Chris Voss, an FBI kidnapping expert who has led over 150 hostage negotiations during the past 25 years, claims that compromise, in any negotiation, is a guaranteed “lose-lose.”
In fact, in his best-selling book, Never Split the Difference, he argues that the negotiating tactic of getting parties to agree on a number halfway between their respective best offers is really just a “guarantee of mediocrity.”
As Voss put it in a recent New York Times interview, “I have an outcome in mind. You believe you have an outcome in mind. We’re not sure which is right or fair. So, I water down mine, you water down yours,” and we meet in the middle—a place neither wanted to go.
I have lived through multiple sessions with federal court magistrate judges who sought to remove civil litigation cases from their dockets via the settlement process. I am well aware of how reasonable it sounds when a neutral—in this case, a federal—judge suggests the parties (and their attorneys) “just split the difference.”
But Voss, who often dealt with life-or-death situations (the book’s subtitle is Negotiating As If Your Life Depended On It) says to resist such pressure by employing certain strategies he calls “tactical empathy.”
The crux of Voss’s bravado (and demonstrated success) lies in how he defines “empathy.” It’s not about being nice or agreeing with the other side, but about understanding why their actions, or their position, makes sense to them. It gets to the point where you, as the adversary, can clearly articulate their point of view.
It’s all about the words you use to respond.

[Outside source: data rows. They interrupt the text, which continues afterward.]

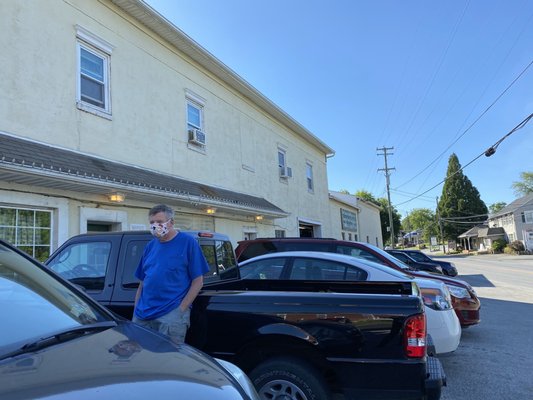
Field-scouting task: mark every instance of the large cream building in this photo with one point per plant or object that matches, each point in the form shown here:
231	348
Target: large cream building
106	109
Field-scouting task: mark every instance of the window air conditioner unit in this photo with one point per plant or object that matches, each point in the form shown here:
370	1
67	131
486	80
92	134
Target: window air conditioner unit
285	172
196	136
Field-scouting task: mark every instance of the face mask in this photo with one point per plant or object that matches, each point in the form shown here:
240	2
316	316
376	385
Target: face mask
159	230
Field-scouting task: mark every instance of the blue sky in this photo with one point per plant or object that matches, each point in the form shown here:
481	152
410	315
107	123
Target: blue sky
428	78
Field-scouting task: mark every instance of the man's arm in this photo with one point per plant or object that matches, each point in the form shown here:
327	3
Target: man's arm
138	293
196	286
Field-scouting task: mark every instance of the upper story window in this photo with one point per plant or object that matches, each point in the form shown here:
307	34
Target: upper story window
93	91
195	121
527	217
194	116
309	177
196	136
284	171
29	230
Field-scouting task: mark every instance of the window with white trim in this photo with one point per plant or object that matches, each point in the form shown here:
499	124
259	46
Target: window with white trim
194	115
527	217
27	229
195	121
93	89
284	171
282	158
309	177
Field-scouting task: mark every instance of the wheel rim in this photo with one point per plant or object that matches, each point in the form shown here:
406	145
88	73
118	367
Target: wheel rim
281	390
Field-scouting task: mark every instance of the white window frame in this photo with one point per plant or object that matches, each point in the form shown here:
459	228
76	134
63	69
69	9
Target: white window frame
282	163
283	154
33	227
309	177
102	49
196	101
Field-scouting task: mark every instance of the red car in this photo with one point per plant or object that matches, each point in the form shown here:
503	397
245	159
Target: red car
464	298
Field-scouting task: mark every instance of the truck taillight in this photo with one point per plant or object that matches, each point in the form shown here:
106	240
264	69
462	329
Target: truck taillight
415	336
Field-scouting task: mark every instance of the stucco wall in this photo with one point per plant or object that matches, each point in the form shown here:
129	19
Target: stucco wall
149	79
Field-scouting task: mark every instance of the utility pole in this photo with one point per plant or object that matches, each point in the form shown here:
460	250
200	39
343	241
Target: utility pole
440	226
387	175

One of Voss’s favorites is, “How am I supposed to do that?” Using the classic example of a boss and subordinate negotiating a raise, he cites the knee-jerk, perhaps silent, employee hurl, “You’re screwing me out of money, and it has to stop,” versus a more thoughtful and practical straightforward question, “How am I supposed to … (pay back my college loans, provide for my family, and deal with my rent increase)?”

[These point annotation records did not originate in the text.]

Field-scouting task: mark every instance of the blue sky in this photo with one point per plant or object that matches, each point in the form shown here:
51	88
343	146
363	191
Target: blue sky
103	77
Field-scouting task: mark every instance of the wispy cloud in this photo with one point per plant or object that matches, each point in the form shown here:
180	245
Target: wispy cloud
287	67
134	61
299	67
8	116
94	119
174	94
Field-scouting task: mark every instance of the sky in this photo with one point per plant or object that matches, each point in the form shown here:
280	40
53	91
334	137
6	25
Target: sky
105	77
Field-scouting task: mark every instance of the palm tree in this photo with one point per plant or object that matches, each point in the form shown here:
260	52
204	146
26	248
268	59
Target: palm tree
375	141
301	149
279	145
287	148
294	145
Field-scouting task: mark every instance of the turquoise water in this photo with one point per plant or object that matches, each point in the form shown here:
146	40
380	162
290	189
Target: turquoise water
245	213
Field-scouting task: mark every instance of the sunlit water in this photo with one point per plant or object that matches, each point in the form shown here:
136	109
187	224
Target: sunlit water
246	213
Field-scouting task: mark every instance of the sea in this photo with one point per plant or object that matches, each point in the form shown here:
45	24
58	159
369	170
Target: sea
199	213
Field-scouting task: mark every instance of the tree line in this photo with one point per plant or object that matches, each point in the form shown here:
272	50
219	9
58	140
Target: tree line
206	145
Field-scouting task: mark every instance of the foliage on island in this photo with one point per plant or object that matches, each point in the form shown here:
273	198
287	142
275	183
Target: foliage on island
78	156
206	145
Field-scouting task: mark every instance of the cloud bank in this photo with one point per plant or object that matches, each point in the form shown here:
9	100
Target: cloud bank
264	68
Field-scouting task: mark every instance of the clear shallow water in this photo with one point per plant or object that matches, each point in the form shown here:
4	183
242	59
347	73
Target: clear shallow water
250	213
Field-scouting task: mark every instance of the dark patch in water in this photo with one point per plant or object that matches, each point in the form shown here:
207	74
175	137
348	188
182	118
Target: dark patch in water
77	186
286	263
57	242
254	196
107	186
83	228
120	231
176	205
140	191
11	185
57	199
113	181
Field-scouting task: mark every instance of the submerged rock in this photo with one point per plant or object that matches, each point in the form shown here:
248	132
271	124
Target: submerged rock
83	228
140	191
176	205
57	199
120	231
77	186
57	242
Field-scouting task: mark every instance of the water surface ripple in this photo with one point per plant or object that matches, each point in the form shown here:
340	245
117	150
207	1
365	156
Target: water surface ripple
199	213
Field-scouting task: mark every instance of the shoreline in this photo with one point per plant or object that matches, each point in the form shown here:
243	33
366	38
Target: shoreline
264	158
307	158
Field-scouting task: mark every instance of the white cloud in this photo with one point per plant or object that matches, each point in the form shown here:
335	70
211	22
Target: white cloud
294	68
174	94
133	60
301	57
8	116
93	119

As Voss told the Times, he put the word “tactical” in front of the word “empathy,” because a Navy Seal, for example, would be less inclined to adopt the practice of “yoga breathing,” whereas “tactical breathing” would seem doable and smart.
A particularly successful negotiation Voss recounts involved an FBI crisis negotiation in a Harlem doorway on a kidnapping. Three heavily armed fugitives holed up with a hostage on the 27th floor of an apartment building with no phone service (it was the late 1990s).
Contrary to standard FBI practice, which counseled strict avoidance of emotions to separate “the people from the problem,” Voss and two agents spoke to the escaped prisoners through a door about what they were feeling. He didn’t give them orders or ask what they wanted, but instead “imagined myself in their place.”
For six straight hours, in the soothing tones of what he calls his late-night FM DJ voice, he repeatedly used these lines: “It looks like you don’t want to come out. It seems like you worry that if you open the door, we’ll come in with guns blazing. It looks like you don’t want to go back to jail.”
For hours, no response came from the other side of the door, and Voss became convinced he was failing, until an FBI sniper on an adjacent building saw curtains in the apartment move. The hostage came out first, followed by the three fugitives, who told Voss they finally gave in because “We didn’t want to get caught or shot, but you calmed us down. We finally believed you wouldn’t go away, so we just came out.”
Phrases such as “it looks like” or “it seems like” give the negotiator a shortcut to intimacy, or what Voss calls “labeling.” Rather than the standard tough-guy threat, Voss went right to what the cornered gunmen were feeling and repeated their simple (and human) feelings back to them.
In addition to calling compromise a “lose-lose” in any negotiation, Voss claims that “no deal is better than a bad deal.” When asked, “Even in a kidnapping?” His answer is “Yes. A bad deal in a kidnapping is where someone pays, and no one comes out.” Hard to argue with that.